Progress
Programming
Handbook


Application Messages

Within an application you might want to pass a message from one procedure back to the procedure that called it. For example, if a subprocedure encounters an error, you might want to pass a message about the error back to the caller. You can pass such as message on the RETURN statement. For example, p-retstr.p tries to find a customer record in the database and returns either the customer name or a message indicating why the record is not available:

p–retstr.p
DEFINE PARAMETER BUFFER cust-buf FOR customer. 
DEFINE INPUT PARAMETER  cnum     AS INTEGER. 
FIND cust-buf WHERE cust-num = cnum NO-ERROR. 
IF NOT AVAILABLE cust-buf 
THEN DO: 
    IF LOCKED cust-buf 
    THEN RETURN "Record is locked.". 
    ELSE RETURN "Record not found.". 
END. 
RETURN cust-buf.name. 

The calling procedure can read a returned message by using the RETURN–VALUE function. For example, p-retval.p runs p-retstr.p and displays the returned value in a frame:

p–retval.p
DEFINE VARIABLE i AS INTEGER. 
FORM 
  customer.cust-num customer.name 
  WITH FRAME name-frame DOWN. 
FIND FIRST customer. 
DISPLAY cust-num name WITH FRAME name-frame. 
DO i = cust-num + 1 TO CURRENT-VALUE(next-cust-num): 
   DOWN WITH FRAME name-frame. 
   RUN p-retstr.p (BUFFER customer, i). 
   DISPLAY i @ customer.cust-num 
           RETURN-VALUE @ customer.name WITH FRAME name-frame. 
END. 

This procedure displays all customer numbers from the first to the current value of the next–cust–num sequence. For each number it displays either the customer name or a message indicating the status of that record.

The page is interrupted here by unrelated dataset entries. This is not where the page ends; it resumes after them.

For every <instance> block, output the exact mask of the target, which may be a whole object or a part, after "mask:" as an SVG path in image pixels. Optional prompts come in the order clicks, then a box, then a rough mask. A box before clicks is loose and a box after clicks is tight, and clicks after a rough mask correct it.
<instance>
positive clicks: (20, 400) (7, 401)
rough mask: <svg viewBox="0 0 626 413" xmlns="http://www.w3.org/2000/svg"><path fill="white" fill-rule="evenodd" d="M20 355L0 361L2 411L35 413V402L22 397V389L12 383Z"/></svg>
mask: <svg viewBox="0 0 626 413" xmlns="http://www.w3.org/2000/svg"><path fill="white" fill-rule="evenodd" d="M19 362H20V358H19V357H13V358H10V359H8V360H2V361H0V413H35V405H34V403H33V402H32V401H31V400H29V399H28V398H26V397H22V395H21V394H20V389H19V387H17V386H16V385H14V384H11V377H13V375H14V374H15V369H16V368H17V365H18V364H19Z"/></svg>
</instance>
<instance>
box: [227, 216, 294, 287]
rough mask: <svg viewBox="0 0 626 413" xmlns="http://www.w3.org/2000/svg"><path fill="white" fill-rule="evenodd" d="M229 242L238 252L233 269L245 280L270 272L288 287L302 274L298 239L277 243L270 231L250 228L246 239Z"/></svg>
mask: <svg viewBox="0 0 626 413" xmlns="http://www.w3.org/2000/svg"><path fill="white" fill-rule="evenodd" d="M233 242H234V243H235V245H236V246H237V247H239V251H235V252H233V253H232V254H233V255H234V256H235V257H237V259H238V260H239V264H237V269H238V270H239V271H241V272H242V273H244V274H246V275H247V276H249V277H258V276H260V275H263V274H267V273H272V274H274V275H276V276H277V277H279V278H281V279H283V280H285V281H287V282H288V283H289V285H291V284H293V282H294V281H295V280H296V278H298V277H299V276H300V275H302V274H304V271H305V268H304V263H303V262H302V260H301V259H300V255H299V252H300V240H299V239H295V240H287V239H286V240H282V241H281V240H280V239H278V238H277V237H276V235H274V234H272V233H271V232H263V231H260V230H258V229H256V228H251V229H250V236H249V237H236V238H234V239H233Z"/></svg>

NOTE: If you have a procedure which does not end with the RETURN statement, the value in RETURN–VALUE will be the value of the last executed RETURN statement. RETURN–VALUE is not cleared if there is no RETURN statement. If no value was reurned by the most recently executed RETURN statement, RETURN–VALUE returns an empty string (“”).